In a series of publicity columns, Wetzel and Passan clearly show the stupidity of the computer polls. The mathematics community has actually staged a boycott against the six systems that comprise the BCS for fear they’ll be confused with real analytics.
They argue that early in the season, precision is especially trying for the human and computer polls used to generate the BCS rankings. Most top teams play cupcake non-conference schedules to preserve the shiny record necessary for championship consideration. As a result, BCS voters have little clue how the best teams would fare against worthy competition.
The authors point to the pre-BCS era, when, in 1988, 15 non-conference games featured two preseason Top-20 teams. Last year, there were four such contests.

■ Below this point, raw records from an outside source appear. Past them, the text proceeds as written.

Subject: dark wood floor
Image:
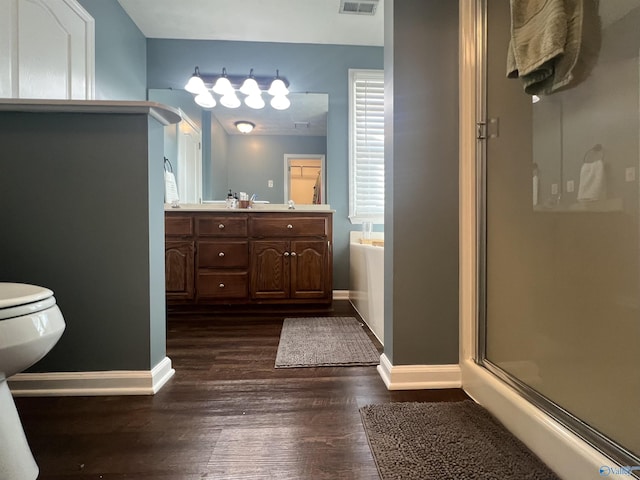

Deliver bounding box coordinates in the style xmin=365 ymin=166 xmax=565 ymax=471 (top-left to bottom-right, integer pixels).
xmin=16 ymin=301 xmax=467 ymax=480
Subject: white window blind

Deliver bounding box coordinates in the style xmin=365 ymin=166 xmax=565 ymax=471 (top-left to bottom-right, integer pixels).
xmin=349 ymin=70 xmax=384 ymax=223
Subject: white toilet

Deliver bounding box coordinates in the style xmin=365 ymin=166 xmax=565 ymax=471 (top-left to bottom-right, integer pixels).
xmin=0 ymin=282 xmax=65 ymax=480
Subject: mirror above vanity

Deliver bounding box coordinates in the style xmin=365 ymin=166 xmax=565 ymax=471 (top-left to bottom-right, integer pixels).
xmin=148 ymin=89 xmax=329 ymax=203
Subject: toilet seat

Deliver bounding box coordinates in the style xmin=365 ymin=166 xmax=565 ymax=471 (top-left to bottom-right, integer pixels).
xmin=0 ymin=282 xmax=56 ymax=321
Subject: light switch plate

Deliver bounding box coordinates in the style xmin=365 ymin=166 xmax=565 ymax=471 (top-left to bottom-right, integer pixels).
xmin=624 ymin=167 xmax=636 ymax=182
xmin=567 ymin=180 xmax=576 ymax=193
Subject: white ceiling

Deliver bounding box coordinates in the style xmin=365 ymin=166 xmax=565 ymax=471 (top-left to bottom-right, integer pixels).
xmin=118 ymin=0 xmax=384 ymax=46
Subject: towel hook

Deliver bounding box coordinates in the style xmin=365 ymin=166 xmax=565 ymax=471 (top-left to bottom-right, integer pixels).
xmin=582 ymin=143 xmax=604 ymax=164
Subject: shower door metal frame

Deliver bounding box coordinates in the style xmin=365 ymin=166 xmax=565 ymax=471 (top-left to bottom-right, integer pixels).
xmin=474 ymin=0 xmax=640 ymax=472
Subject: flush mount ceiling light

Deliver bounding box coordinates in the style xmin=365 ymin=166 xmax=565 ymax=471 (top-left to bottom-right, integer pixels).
xmin=184 ymin=67 xmax=291 ymax=110
xmin=234 ymin=120 xmax=256 ymax=133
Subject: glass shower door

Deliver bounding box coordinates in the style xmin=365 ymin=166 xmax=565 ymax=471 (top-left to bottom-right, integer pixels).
xmin=480 ymin=0 xmax=640 ymax=466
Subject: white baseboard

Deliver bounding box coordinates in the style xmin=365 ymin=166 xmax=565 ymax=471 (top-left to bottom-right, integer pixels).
xmin=461 ymin=360 xmax=616 ymax=480
xmin=333 ymin=290 xmax=349 ymax=300
xmin=7 ymin=357 xmax=175 ymax=397
xmin=378 ymin=353 xmax=462 ymax=390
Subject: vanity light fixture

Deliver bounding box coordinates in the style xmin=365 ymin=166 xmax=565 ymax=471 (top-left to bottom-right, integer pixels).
xmin=234 ymin=120 xmax=256 ymax=133
xmin=244 ymin=91 xmax=265 ymax=110
xmin=220 ymin=92 xmax=240 ymax=108
xmin=194 ymin=90 xmax=216 ymax=108
xmin=184 ymin=67 xmax=291 ymax=110
xmin=267 ymin=70 xmax=289 ymax=97
xmin=271 ymin=95 xmax=291 ymax=110
xmin=184 ymin=67 xmax=207 ymax=95
xmin=240 ymin=68 xmax=260 ymax=96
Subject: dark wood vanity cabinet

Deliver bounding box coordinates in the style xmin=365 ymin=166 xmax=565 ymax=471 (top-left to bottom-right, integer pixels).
xmin=165 ymin=211 xmax=333 ymax=305
xmin=249 ymin=213 xmax=332 ymax=301
xmin=164 ymin=217 xmax=195 ymax=300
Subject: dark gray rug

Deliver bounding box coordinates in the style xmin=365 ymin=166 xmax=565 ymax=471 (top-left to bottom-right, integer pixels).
xmin=276 ymin=317 xmax=380 ymax=368
xmin=360 ymin=400 xmax=558 ymax=480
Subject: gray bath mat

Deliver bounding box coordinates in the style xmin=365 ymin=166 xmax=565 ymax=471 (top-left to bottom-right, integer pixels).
xmin=360 ymin=400 xmax=558 ymax=480
xmin=276 ymin=317 xmax=380 ymax=368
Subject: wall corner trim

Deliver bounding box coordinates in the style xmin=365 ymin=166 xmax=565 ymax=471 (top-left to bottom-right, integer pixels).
xmin=8 ymin=357 xmax=175 ymax=397
xmin=378 ymin=353 xmax=462 ymax=390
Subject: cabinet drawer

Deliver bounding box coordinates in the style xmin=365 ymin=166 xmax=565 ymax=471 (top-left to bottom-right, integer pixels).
xmin=197 ymin=271 xmax=249 ymax=299
xmin=249 ymin=215 xmax=328 ymax=237
xmin=164 ymin=215 xmax=193 ymax=236
xmin=198 ymin=240 xmax=249 ymax=268
xmin=196 ymin=215 xmax=247 ymax=237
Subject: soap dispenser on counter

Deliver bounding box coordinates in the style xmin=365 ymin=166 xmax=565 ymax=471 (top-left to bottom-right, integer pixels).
xmin=226 ymin=189 xmax=238 ymax=208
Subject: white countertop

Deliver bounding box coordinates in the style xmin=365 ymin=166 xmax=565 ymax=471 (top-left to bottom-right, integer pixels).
xmin=164 ymin=203 xmax=335 ymax=213
xmin=0 ymin=98 xmax=182 ymax=125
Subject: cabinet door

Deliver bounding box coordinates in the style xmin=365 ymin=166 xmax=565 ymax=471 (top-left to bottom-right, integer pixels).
xmin=250 ymin=240 xmax=291 ymax=300
xmin=290 ymin=240 xmax=331 ymax=299
xmin=164 ymin=241 xmax=194 ymax=300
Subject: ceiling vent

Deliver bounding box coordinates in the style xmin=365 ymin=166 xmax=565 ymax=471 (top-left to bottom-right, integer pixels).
xmin=338 ymin=0 xmax=378 ymax=15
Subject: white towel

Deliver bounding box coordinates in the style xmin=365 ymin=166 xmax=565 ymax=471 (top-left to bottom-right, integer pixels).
xmin=578 ymin=160 xmax=604 ymax=202
xmin=164 ymin=170 xmax=180 ymax=204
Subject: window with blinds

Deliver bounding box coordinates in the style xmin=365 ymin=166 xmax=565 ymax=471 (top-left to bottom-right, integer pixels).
xmin=349 ymin=69 xmax=384 ymax=223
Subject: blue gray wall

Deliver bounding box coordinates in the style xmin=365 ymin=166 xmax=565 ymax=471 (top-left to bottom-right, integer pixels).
xmin=147 ymin=39 xmax=383 ymax=290
xmin=0 ymin=112 xmax=166 ymax=372
xmin=79 ymin=0 xmax=147 ymax=100
xmin=384 ymin=0 xmax=458 ymax=365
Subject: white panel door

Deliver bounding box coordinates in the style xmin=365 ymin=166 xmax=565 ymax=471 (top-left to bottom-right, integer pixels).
xmin=0 ymin=0 xmax=95 ymax=100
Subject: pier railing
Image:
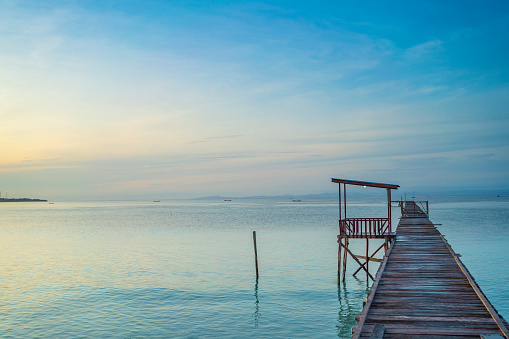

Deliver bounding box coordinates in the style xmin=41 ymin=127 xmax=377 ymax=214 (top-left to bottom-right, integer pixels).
xmin=339 ymin=218 xmax=391 ymax=237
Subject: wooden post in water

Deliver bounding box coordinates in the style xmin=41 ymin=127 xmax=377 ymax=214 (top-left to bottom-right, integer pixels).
xmin=253 ymin=231 xmax=259 ymax=280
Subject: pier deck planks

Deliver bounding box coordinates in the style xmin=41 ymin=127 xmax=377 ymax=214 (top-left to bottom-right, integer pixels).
xmin=354 ymin=202 xmax=507 ymax=338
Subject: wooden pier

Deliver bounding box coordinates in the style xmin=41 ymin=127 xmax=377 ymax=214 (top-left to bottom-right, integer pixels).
xmin=352 ymin=201 xmax=509 ymax=338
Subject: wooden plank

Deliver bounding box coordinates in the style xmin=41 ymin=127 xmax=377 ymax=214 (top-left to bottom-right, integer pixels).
xmin=369 ymin=324 xmax=385 ymax=339
xmin=353 ymin=202 xmax=507 ymax=338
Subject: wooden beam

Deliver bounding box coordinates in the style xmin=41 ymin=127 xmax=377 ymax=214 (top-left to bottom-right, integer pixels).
xmin=354 ymin=256 xmax=384 ymax=264
xmin=340 ymin=242 xmax=375 ymax=280
xmin=352 ymin=240 xmax=394 ymax=339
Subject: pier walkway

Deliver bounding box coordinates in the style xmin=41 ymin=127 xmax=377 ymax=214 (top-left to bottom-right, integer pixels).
xmin=352 ymin=201 xmax=508 ymax=338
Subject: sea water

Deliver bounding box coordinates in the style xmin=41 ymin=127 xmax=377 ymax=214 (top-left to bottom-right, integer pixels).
xmin=0 ymin=196 xmax=509 ymax=338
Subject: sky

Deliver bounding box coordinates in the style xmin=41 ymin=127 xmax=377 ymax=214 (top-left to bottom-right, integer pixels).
xmin=0 ymin=0 xmax=509 ymax=200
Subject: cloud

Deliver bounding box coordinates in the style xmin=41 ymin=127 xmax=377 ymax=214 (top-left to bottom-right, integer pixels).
xmin=188 ymin=134 xmax=242 ymax=144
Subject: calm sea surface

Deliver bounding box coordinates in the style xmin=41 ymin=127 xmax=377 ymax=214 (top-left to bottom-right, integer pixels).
xmin=0 ymin=196 xmax=509 ymax=338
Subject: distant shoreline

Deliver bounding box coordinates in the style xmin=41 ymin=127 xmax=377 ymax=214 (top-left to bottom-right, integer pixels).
xmin=0 ymin=198 xmax=48 ymax=202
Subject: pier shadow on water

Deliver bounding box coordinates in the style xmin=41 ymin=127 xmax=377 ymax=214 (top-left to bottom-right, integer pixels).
xmin=337 ymin=276 xmax=371 ymax=338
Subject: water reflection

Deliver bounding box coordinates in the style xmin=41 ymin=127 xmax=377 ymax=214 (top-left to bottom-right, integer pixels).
xmin=337 ymin=276 xmax=370 ymax=338
xmin=253 ymin=279 xmax=260 ymax=327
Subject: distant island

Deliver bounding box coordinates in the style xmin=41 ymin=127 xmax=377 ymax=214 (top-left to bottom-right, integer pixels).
xmin=0 ymin=198 xmax=48 ymax=202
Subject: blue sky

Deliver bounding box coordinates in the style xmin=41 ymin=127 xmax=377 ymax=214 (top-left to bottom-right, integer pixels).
xmin=0 ymin=0 xmax=509 ymax=199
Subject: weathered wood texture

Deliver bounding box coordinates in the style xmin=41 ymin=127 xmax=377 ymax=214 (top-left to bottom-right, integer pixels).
xmin=353 ymin=202 xmax=508 ymax=338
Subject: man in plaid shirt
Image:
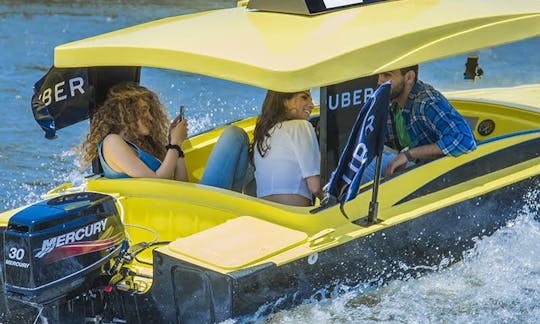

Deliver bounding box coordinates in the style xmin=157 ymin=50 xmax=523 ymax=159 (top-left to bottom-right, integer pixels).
xmin=363 ymin=65 xmax=476 ymax=182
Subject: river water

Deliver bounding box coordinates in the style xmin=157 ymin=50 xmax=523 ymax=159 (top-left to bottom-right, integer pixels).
xmin=0 ymin=0 xmax=540 ymax=323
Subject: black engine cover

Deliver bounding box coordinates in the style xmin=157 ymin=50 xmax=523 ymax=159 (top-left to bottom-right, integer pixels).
xmin=4 ymin=192 xmax=125 ymax=304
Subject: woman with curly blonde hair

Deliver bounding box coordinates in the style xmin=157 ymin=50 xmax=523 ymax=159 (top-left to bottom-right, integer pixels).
xmin=81 ymin=82 xmax=187 ymax=181
xmin=81 ymin=83 xmax=249 ymax=191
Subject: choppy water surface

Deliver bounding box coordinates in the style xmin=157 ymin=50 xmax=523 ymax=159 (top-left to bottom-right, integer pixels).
xmin=0 ymin=0 xmax=540 ymax=323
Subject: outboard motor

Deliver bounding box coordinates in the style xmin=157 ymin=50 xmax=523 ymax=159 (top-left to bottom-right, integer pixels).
xmin=3 ymin=192 xmax=126 ymax=305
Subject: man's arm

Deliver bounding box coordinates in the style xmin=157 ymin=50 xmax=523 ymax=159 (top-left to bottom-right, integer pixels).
xmin=384 ymin=143 xmax=444 ymax=177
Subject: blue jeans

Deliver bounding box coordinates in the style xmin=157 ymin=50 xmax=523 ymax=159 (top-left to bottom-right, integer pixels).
xmin=199 ymin=126 xmax=249 ymax=192
xmin=360 ymin=150 xmax=397 ymax=185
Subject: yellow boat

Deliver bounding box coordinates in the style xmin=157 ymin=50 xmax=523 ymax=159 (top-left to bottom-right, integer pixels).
xmin=0 ymin=0 xmax=540 ymax=323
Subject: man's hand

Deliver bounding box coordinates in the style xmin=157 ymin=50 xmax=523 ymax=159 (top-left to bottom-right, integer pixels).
xmin=384 ymin=153 xmax=409 ymax=177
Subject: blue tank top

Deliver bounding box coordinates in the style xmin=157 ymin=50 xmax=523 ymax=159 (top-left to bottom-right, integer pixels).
xmin=98 ymin=141 xmax=161 ymax=178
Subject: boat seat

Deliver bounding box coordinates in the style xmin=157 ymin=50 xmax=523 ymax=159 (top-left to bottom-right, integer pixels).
xmin=169 ymin=216 xmax=308 ymax=270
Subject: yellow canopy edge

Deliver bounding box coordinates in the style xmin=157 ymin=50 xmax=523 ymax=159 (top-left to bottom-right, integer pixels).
xmin=54 ymin=0 xmax=540 ymax=92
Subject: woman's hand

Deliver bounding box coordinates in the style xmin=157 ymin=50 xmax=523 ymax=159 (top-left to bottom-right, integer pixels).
xmin=168 ymin=116 xmax=188 ymax=145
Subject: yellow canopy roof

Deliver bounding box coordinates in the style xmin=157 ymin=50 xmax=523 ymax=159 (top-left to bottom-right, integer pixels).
xmin=54 ymin=0 xmax=540 ymax=92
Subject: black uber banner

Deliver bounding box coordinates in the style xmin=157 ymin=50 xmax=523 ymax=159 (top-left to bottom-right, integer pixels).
xmin=31 ymin=67 xmax=94 ymax=139
xmin=320 ymin=75 xmax=378 ymax=183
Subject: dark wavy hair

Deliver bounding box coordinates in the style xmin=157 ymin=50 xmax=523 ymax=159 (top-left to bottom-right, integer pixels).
xmin=79 ymin=82 xmax=169 ymax=169
xmin=249 ymin=90 xmax=305 ymax=161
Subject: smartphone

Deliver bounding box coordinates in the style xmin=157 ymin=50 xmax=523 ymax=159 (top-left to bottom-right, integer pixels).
xmin=178 ymin=106 xmax=186 ymax=120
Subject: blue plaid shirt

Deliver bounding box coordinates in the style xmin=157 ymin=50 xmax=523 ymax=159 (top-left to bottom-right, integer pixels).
xmin=386 ymin=80 xmax=476 ymax=156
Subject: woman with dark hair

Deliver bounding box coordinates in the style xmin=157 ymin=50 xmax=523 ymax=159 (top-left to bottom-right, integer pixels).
xmin=250 ymin=90 xmax=321 ymax=206
xmin=81 ymin=82 xmax=248 ymax=191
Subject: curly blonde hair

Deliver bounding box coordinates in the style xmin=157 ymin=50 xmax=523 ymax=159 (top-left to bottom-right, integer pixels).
xmin=80 ymin=82 xmax=169 ymax=169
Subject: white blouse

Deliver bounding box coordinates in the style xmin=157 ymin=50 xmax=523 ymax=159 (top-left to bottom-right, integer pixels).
xmin=253 ymin=119 xmax=321 ymax=199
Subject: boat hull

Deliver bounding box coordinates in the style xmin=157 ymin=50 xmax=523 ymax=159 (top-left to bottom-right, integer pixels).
xmin=152 ymin=176 xmax=540 ymax=323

With their eye on the BCS prize, schools don’t chase immediate financial incentives or fan interest. They no longer schedule marquee matchups that add fuel to regional fires by pitting power-conference stalwarts against one another.
This week, for example, Oregon was rewarded with a second place ranking for trouncing mid-majors New Mexico (1-11 in 2009) and Portland State (2-10) in their nonconference schedule. The lone opponent from a power conference was Tennessee, a sub-.500 squad since 2008.
It’s one of many components of the BCS that neither serves the fan nor chases the dollar. Imagine the interest and income a game between Oregon and a legitimate SEC team – Northwest meets Southeast! – could garner. Instead, they hand out hundreds of thousands of dollars to small schools for the privilege of getting walloped in Eugene. The system is clearly flawed.
But for all the arguments against the BCS, this week, the computers outsmarted the pollsters. No. 1 Oklahoma has topped traditional power Florida State (then-ranked No. 17), a Cincinnati team that went undefeated last season, and a tough Air Force team before beating then-No. 21 Texas in its Big 12 opener.
In other words, they were deservedly rewarded for facing fierce competition. That’s good for the game, for their fans, and probably for Oklahoma’s pockets. The Sooners, earned their top ranking on the field, and despite its oft-shaky maths, the BCS got it right. This time.